Data Transfer Impact Assessment

Last updated on: March 15th, 2023


This document provides information to help Rollbar customers conduct data transfer impact assessments in connection with their use of the Rollbar application, in light of the “Schrems II” ruling of the Court of Justice for the European Union and the recommendations from the European Data Protection Board.

In particular, this document describes the legal regimes applicable to Rollbar in the US, the safeguards Rollbar puts in place in connection with transfers of customer personal data from the European Economic Area, United Kingdom or Switzerland ("Europe"), and Rollbar's ability to comply with its obligations under the Standard Contractual Clauses ("SCCs").

Identify your transfer:

Where Rollbar processes personal data governed by European data protection laws as a data processor, Rollbar complies with its obligations under its Data Processing Addendum available at Data Processing Addendum ("DPA"). The Rollbar DPA incorporates the SCCs.

Q: Identify each country outside the EEA and not subject to an adequacy determination by the European Commission (“Destination Country”) where Vendor will store EEA Personal Data.

A: United States of America

Q: Will Vendor’s systems in the Destination Country be used to store any EEA Personal Data that constitutes sensitive personal data (as defined in Article 9 of the EU’s General Data Protection Regulation) for purposes of providing the services?

A: Yes

Identify the transfer tool relied upon:

Where personal data originating from Europe is transferred to Rollbar, Rollbar relies upon the European Commission's approved SCCs to provide an appropriate safeguard for the transfer. To review Rollbar’s Data Processing Addendum (which incorporates the SCCs) please visit Data Processing Addendum.

Schrems II Analysis and Supplementary Measures

Q: Has Vendor conducted an assessment of the laws and practices of each country identified where data will be stored, as required by Clause 14 of the controller-to-processor Standard Contractual Clauses approved by the European Commission on June 4, 2021, and by the decision of the Court of Justice of the European Union in Schrems II?

A: Yes

Q: What was the outcome of the assessment for each Destination Country?

A: Key Findings FISA 702:

  • Government access to company data is “unlikely to arise because the data they handle is of no interest to the U.S. intelligence community.” Companies handling “ordinary commercial information like employee, customer, or sales records, would have no basis to believe US intelligence agencies would seek to collect that data.”

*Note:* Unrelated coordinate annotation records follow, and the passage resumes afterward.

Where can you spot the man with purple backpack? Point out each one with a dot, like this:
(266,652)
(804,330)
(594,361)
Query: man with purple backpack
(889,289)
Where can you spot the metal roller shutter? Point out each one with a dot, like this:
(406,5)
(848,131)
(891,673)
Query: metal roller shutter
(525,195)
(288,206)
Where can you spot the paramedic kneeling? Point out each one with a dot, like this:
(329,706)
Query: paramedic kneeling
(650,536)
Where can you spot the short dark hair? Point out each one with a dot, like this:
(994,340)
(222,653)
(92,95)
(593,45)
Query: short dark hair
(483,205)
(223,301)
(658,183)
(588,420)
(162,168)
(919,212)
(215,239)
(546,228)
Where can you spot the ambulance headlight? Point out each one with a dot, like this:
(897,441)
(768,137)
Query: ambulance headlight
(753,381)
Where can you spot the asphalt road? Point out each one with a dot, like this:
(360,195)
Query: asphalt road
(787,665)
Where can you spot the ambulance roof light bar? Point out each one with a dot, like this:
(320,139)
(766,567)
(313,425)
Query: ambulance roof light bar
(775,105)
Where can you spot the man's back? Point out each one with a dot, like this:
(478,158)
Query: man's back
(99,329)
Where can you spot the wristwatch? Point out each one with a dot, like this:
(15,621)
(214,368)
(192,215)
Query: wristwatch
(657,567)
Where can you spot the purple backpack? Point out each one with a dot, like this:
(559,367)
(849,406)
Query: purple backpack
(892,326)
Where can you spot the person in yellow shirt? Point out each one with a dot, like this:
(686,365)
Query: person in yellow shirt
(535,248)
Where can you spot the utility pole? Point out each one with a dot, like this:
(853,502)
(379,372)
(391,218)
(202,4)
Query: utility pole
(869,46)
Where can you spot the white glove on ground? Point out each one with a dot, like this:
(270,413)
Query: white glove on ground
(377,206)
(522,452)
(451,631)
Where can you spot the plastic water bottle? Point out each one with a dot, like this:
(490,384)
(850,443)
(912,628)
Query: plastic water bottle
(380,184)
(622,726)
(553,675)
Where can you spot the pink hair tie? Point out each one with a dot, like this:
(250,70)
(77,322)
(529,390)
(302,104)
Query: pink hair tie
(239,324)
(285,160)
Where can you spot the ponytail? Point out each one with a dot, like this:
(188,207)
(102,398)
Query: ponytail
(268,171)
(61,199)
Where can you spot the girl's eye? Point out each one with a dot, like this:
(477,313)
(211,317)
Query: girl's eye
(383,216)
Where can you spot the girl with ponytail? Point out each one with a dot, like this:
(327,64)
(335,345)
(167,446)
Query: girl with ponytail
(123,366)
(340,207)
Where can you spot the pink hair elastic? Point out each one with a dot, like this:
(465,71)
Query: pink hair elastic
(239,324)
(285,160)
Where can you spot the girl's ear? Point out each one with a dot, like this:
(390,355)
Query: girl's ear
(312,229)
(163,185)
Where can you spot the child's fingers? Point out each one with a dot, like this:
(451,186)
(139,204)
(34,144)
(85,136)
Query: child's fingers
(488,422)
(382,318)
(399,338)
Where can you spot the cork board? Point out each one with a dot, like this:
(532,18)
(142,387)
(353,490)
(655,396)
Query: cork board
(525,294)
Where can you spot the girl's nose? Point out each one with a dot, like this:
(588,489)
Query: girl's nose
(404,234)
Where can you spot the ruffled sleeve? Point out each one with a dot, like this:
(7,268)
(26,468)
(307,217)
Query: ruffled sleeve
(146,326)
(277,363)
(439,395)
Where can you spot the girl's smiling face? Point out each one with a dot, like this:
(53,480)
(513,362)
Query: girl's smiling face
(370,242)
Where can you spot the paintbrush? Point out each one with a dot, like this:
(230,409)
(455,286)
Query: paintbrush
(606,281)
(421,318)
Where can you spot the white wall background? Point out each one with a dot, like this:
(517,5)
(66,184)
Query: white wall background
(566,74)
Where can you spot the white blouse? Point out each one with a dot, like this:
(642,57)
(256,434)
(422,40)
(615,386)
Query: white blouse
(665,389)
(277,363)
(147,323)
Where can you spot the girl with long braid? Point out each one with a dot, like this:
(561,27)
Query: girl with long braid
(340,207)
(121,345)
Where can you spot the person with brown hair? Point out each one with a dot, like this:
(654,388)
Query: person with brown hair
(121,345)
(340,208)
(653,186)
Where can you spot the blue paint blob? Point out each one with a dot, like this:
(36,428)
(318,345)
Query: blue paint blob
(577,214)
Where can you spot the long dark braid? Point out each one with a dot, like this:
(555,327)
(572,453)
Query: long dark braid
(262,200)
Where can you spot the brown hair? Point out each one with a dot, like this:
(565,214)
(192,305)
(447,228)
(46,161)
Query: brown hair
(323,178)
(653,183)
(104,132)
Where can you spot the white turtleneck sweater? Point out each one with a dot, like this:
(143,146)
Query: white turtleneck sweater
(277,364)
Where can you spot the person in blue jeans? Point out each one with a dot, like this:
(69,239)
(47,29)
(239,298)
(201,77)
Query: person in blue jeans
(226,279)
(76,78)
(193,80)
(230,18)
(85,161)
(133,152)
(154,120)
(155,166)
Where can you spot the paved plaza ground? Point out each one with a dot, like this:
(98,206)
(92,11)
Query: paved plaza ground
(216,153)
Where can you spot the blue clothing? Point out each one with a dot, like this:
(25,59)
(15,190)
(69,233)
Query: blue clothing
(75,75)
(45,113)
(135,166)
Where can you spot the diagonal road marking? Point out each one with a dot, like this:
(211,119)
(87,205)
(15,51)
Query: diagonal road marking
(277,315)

  • There is individual redress, including for EU citizens, for violations of FISA section 702.

A: Key Findings EO 12333:

  • EO 12333 does not on its own “authorize the U.S. government to require any company or person to disclose data.” EO 12333 relies on a statute, such as FISA 702, in order to collect data.

  • Bulk data collection, the type of data collection at issue in Schrems II, is expressly prohibited under EO 12333.

Q: Has Vendor implemented supplementary measures for EEA Personal Data in light of Schrems II and the subsequent Recommendation of the European Data Protection Board in response to that decision?

A: Yes, please see below:

  • Encryption of data in transit and at rest.
  • Internal Rollbar access by authorized personnel
  • Measures for ensuring ongoing confidentiality, integrity, availability and resilience of processing systems and services
  • Processes for regularly testing, assessing and evaluating the effectiveness of technical and organizational measures in order to ensure the security of the processing
  • Security and certifications: Additional information about Rollbar’s security practices and certifications are available on Rollbar’s Security and Compliance Documentation.

Q: Has Vendor implemented a policy for responding to requests from a law enforcement authority, intelligence agency, and other government authorities in the Destination Country for EEA Personal Data? If so, please provide a copy of the policy.

A: To obtain data from Rolllbar, law enforcement officials must provide legal process appropriate for the type of information sought, such as a subpoena, court order, or a warrant. Rollbar will promptly inform Customer and provide details of the same, to the extent legally permitted. Rollbar will not respond to any Third Party Request, without Customer’s prior consent except as legally required to do so or to confirm that such Third Party Request relates to Customer.

Data Subprocessors

Here is a list of our data subprocessors.

Re-evaluate at appropriate intervals:

Rollbar will review the risks involved in cross border data transfers and the measures it has implemented to mitigate current and future risks periodically.